É diante de tudo isso que somos convidados a falar de esperança, fazendo dela um convite para um novo tempo, para um novo modo de viver e de se compreender nesta sociedade. Se trazemos as intenções do Jubileu da Esperança para estas realidades, vemos que elas se constituem em apelos para o nosso modo de esperar, porque são situações graves e concretas que nos desafiam na fé e que exigem toda força e caridade. Se a sociedade vive na indiferença, para nós, cristãos, o sentimento é de abertura e solidariedade, de amor-fraterno e atenção para todos aqueles e aquelas que sofrem e que nos interpelam em nossas estruturas e posições. Se há apelos, também há sinais, e em nossa prática somos convidados a avançar nestes sinais, porque eles produzem vida e reconstroem esperanças. Aquilo que vemos é real, é concreto e não podemos ser indiferentes, mas temos a obrigação de nos fazer presentes e de cooperar na esperança, de forma livre, crítica e ativa. O texto da bula papal do Jubileu de 2025 diz que a esperança não decepciona, mas esta esperança que não decepciona precisa ancorar-se em uma realidade concreta, para que possa ser sinal de vida, justiça, que aponte para a liberdade e nos ajude a construir uma situação nova.
Esta esperança vem como dom e força. Como dom, traz a nós a promessa de um Reino que se antecipa em promessa e que nos encoraja a viver na esperança. Como força, esta esperança nasce da luta do povo, do meio de sua história e responde a cada contexto. Ela se faz resistência, é resiliente e por isso mesmo reexiste, pois convida e cria uma realidade nova. Tudo pode ser feito novo e nada é estranho à esperança, pois ela vem como dom e se encarna na história, é, portanto, virtude e caminho, horizonte de algo que se faz novo e que abre novas possibilidades.
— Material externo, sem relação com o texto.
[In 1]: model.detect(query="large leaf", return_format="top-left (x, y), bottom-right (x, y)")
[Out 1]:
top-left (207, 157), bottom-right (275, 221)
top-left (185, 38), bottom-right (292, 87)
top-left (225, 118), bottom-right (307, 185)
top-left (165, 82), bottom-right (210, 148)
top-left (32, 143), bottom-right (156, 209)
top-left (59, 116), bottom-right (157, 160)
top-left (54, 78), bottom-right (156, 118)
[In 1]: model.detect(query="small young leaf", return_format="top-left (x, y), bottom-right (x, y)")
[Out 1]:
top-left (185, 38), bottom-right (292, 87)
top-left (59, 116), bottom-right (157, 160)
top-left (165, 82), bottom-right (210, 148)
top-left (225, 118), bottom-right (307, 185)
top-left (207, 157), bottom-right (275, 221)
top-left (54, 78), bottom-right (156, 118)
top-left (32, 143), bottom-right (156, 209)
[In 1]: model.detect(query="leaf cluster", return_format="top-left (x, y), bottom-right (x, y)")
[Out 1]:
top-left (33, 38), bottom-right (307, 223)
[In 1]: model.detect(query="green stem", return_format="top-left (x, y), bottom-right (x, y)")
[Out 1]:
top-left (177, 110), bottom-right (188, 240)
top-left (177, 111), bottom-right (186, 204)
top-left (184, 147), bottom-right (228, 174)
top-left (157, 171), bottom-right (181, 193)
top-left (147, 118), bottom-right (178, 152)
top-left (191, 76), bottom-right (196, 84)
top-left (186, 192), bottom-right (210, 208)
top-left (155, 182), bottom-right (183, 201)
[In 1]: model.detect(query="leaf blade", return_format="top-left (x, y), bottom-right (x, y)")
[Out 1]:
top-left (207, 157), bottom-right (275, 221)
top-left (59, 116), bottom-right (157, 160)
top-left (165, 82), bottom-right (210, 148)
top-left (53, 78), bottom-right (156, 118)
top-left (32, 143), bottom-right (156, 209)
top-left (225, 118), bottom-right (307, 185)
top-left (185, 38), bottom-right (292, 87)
Assim, na consciência do espaço em que vivemos e das urgências e apelos que nos cercam, é que nós propomos uma reflexão da esperança que seja capaz de “reimaginar o futuro”, para que ele seja aberto e livre e que ele nos convide a novas possibilidades. Tudo pode ser feito novo. Ao mesmo tempo, esta esperança não pode ser indiferente com o mundo em que vivemos, pois os gritos ecoam, as pessoas choram e os excluídos continuam a esperar. Deste modo, esta esperança precisa “reconstruir o presente”, como um chamado e passo importante de uma sociedade. Se olharmos bem para o conteúdo que garante o Jubileu da Esperança, não estamos falando de um sentimento, mas de um dinamismo que nos envolve e nos compromete. A atenção ao mundo, aos desafios de longe e de perto, é uma tarefa necessária, um convite a perceber a esperança, para reimaginar e reconstruir o futuro e o presente.